Closing ceremony NIPS 2017 | Image by Author

Conferences often provide statistics for a particular year, presenting the information about the acceptance rate, diversity, geographical and topic distribution, etc. Usually, this is given for only that particular year, or perhaps up to a few years back.

However, it might be worthwhile to take a step back and see the big picture, in order to visualise some trends and gain potentially useful insights.

Data Sources

In this blog, I will focus on the NeurIPS conference data. The accepted papers from all conference instances since 1987, when it was first held, are publicly available on https://papers.nips.cc/. There would have been additional insights from rejected papers, but unfortunately these are not available. I would also like to thank NeurIPS organisers for maintaining this database and giving permission to download and use this data for the analysis.

The information consistently available for each paper is: Title and Authors. For some years, also the following metadata is available: Abstract, Full paper text, Author affiliations, Reviews and Supplemental material.

In addition to this, I tried certain approaches to extract more data about the papers, authors and their institutions, which is not directly available on the main website. All the source code I used to obtain the data and generate the plots, is available on my GitHub. (All images by author)

Analysis

Paper statistics

Let’s first start with the total number of accepted papers.
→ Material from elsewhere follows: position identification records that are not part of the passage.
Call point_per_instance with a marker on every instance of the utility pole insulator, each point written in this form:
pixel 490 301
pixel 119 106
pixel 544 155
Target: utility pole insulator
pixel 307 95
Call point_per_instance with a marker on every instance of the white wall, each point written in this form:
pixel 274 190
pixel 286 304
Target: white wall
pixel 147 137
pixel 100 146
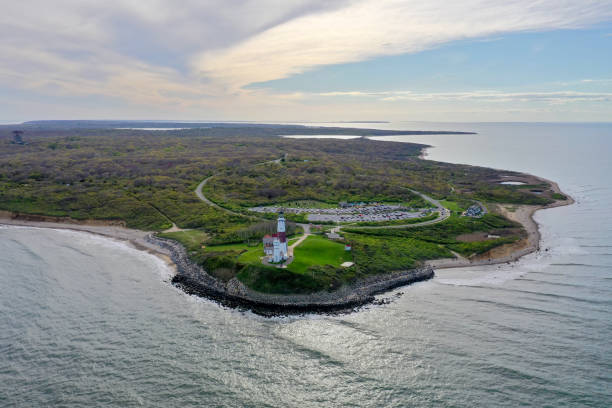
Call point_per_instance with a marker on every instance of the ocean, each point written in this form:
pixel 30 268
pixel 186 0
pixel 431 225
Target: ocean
pixel 88 321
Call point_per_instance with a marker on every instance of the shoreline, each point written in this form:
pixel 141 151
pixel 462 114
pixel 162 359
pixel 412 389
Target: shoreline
pixel 524 215
pixel 193 280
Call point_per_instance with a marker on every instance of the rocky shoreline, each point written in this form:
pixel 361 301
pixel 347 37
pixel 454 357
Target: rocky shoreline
pixel 193 280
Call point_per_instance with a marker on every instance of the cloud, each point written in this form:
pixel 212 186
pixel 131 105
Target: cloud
pixel 483 96
pixel 373 28
pixel 198 54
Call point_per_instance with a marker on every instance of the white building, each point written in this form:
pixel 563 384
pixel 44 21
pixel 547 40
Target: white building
pixel 275 246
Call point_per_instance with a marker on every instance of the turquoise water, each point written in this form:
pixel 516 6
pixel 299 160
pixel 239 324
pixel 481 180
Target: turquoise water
pixel 86 321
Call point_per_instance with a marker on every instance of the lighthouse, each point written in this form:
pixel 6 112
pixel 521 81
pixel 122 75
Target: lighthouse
pixel 282 236
pixel 275 246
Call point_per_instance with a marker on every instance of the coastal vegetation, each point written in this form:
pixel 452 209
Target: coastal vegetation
pixel 146 180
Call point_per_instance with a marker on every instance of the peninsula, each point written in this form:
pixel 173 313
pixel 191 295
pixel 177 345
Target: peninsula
pixel 252 219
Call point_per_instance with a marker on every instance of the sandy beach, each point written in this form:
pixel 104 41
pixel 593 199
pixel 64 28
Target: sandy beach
pixel 522 214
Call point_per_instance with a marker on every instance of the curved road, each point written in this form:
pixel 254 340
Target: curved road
pixel 443 212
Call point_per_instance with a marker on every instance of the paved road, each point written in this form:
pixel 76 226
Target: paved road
pixel 443 214
pixel 202 197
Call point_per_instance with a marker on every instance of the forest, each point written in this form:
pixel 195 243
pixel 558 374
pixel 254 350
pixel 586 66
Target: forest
pixel 146 180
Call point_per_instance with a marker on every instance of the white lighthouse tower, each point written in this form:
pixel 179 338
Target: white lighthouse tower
pixel 275 246
pixel 282 236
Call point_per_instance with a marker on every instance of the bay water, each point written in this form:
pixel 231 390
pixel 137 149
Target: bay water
pixel 88 321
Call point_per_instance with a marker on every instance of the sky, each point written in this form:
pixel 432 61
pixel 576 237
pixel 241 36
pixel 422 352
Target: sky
pixel 307 60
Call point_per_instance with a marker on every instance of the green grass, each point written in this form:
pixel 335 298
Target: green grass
pixel 317 250
pixel 191 239
pixel 452 205
pixel 375 254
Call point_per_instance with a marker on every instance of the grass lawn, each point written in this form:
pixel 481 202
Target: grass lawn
pixel 452 205
pixel 190 239
pixel 317 250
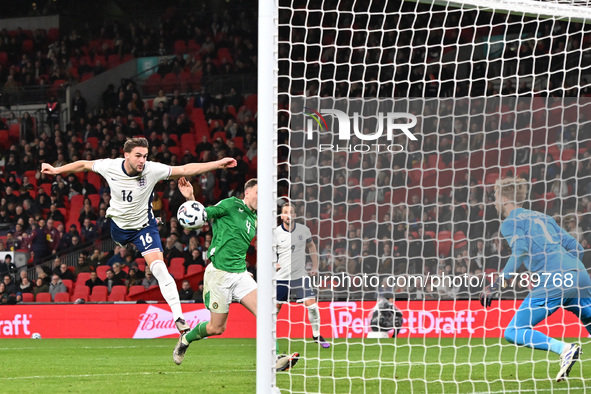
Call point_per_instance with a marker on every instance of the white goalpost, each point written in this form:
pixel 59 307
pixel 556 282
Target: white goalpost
pixel 386 125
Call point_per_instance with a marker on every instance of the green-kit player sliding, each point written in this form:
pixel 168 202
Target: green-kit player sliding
pixel 226 279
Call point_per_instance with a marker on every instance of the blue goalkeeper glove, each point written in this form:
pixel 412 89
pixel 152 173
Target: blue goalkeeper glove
pixel 492 291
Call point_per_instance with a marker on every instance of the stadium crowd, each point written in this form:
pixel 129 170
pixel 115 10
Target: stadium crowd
pixel 198 43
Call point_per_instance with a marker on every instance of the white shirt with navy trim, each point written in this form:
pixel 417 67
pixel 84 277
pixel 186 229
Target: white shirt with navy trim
pixel 131 196
pixel 291 251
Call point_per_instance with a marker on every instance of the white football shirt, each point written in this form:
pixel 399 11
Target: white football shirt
pixel 291 251
pixel 131 196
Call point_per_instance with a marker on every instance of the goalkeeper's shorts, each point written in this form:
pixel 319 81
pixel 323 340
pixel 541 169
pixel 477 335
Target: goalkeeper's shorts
pixel 298 289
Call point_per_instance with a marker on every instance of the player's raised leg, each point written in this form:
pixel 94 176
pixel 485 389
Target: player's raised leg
pixel 532 311
pixel 216 326
pixel 314 318
pixel 155 261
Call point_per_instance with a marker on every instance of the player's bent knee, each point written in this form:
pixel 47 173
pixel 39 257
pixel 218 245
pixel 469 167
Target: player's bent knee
pixel 216 330
pixel 511 334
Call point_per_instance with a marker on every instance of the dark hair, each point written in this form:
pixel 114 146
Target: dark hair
pixel 250 183
pixel 139 142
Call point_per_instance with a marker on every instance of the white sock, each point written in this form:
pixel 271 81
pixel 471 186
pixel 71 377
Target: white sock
pixel 167 288
pixel 314 317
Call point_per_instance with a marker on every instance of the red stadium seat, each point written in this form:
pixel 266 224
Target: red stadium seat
pixel 133 290
pixel 99 294
pixel 118 293
pixel 177 262
pixel 62 297
pixel 80 292
pixel 153 84
pixel 69 285
pixel 95 199
pixel 43 297
pixel 101 271
pixel 194 269
pixel 177 272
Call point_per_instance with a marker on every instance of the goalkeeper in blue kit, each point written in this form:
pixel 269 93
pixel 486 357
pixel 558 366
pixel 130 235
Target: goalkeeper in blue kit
pixel 553 258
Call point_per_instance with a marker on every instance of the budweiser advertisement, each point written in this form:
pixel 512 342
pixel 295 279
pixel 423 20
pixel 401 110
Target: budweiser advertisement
pixel 339 320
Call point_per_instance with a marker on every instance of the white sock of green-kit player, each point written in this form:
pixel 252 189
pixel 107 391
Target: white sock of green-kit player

As the number of total submissions is not available, we cannot monitor the acceptance rate. Still, the number of accepted papers drastically increased in the recent years:

In the first conference instance, in 1987, there was a total of 90 accepted papers, while in 2020 this number is 1898. The overall number of accepted papers over the years is 11578.

If we (over)fit a polynomial curve to this data, we can make a wager for 2021:

Moving on to the paper titles, the average title length has gone down slightly:

while the use of abbreviations in the title is coming back in fashion:

The abstract length, measured by the word count, has been steadily increasing (variance is shown as vertical black lines). However, abstract data was not consistently available before 2007, so there is no information for that period:

One of my favourite plots (and the reason I started this analysis) is the supplemental material. Since 2007, the amount of accepted papers containing some form of a supplemental material (.pdf or .zip) started increasing, to almost 100% nowadays.

Research trends

It would be nice to roughly estimate some research trends based on the keywords appearing in the titles. Interesting insights can be found by looking at most frequent keyword phrases appearing in the title, normalised by the number of accepted papers, per year.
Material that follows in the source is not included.